Monday, September 16, 2019

physical - Putting names on international business cards in a helpful way


With electronic transmission of contact infos (h/x/j/vCard, CardDAV, EAS etc.) it should be possible to store unambiguously the various parts of a person’s name and title as well as their gender and hence determine reliably the proper salutation on the phone, in an email or when meeting in person.


How can this clarity be assured on physical media, especially business cards? And should it? Do QR codes or URLs to electronic contact infos suffice? Are color for gender acceptable? Do people understand the convention of putting the family name in all-caps or small-caps?


Consider an international company with people from diverse places with different ideas about the format and structure of (their) names. The company is engaging activities around the globe and wants to adopt a single design for business cards. The main script is Roman and the internal language is English.


Business cards have several complimentary applications. They can be part of a communicative ritual, a reminder, a mini portfolio, an advertisement, a place for notes, a piece of art, a tool, a toy, a collectible … Some of these have equivalents on websites and intranets where About or Contact may show names, pictures, email and physical addresses, phone numbers etc. of individual people or teams/departments within a corporation. Most of this may also appear in the visible footer of an email, or in invisible headers.


Informative example cases



  • Russian patronymics often appear between given and family name and may be more important than the latter. This differs from other Slavic countries.


  • For Icelanders the given name allegedly is the only one that matters, the patronymic or matronymic surname is basically just there to comply with European conventions.

  • Some Middle Eastern cultures also have strong patronymic components (ibn/ben) that may or may not be considered essential.

  • In Hungarian names, the family name usually precedes the given name, i.e. the order is inverse to most of Europe (and the “Western” world).

  • Many East Asian names are similar to the Hungarian case, often with lots of people sharing the same family name, but additionally they are originally from a different script (where phonemic transcription may lose some meaning) and it’s now common to adopt an additional Western given or nick name, too, which goes in front.

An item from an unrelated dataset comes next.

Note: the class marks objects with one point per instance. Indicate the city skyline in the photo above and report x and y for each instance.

  • In the US, middle names are common (and are often shortened to an initial), but they may be either another given name or another family name.

  • Especially upon marriage, people may not completely change their family name but add their spouse’s to it in one way or the other.

  • German people from former noble families may have parts of their family name look like translatable titles (e.g. Graf ‘count’), and they might be omitted in salutations.

  • Romance, Celtic and Germanic languages, at least, have some frequent prefixes to family names that are not important for collation and sometimes may be unnecessary when addressing people. They are also often written in unusual ways, e.g. with apostrophe (O’Neill), closely attached to the initial capital (McDonald), lowercase and separate (von Neumann).

  • The given names, especially Christian/baptismal names, throughout Europe and its former colonies follow a common tradition for a large part and most languages are distantly related, so people from this culture can often guess accurately from their name whether a person is male or female. Some names are ambiguous, though, and it fails completely for more foreign or unusual names.

  • In various cultures, people acquire nick names, pseudonyms or aliases that they’ll better respond to, even with strangers, than by any official name.


  • Their academic title, military rank or honorific may be important to some people, at least in certain contexts.

  • In queer theory, it recently is becoming more common to choose the pronouns one wants to be addressed with by others, which includes invented ones. This goes beyond the salutation issues for transsexuals (i.e. not the one people may assume at first) and a-/intersexuals (i.e. neither or both may be appropriate).

  • In some cultures, marital status still determines proper salutation, especially for women.

  • Some languages inflect names, others don’t. Many Slavic family names adopt an -a when applied to women, for instance.

  • The orthography of names is more complex and arbitrary than that of languages, they often retain ancient variants. This makes it even harder to assume the correct pronunciation.

  • Generational information like III or Jr. will probably be absent from business cards in most cases, unless parent and child work in the same company.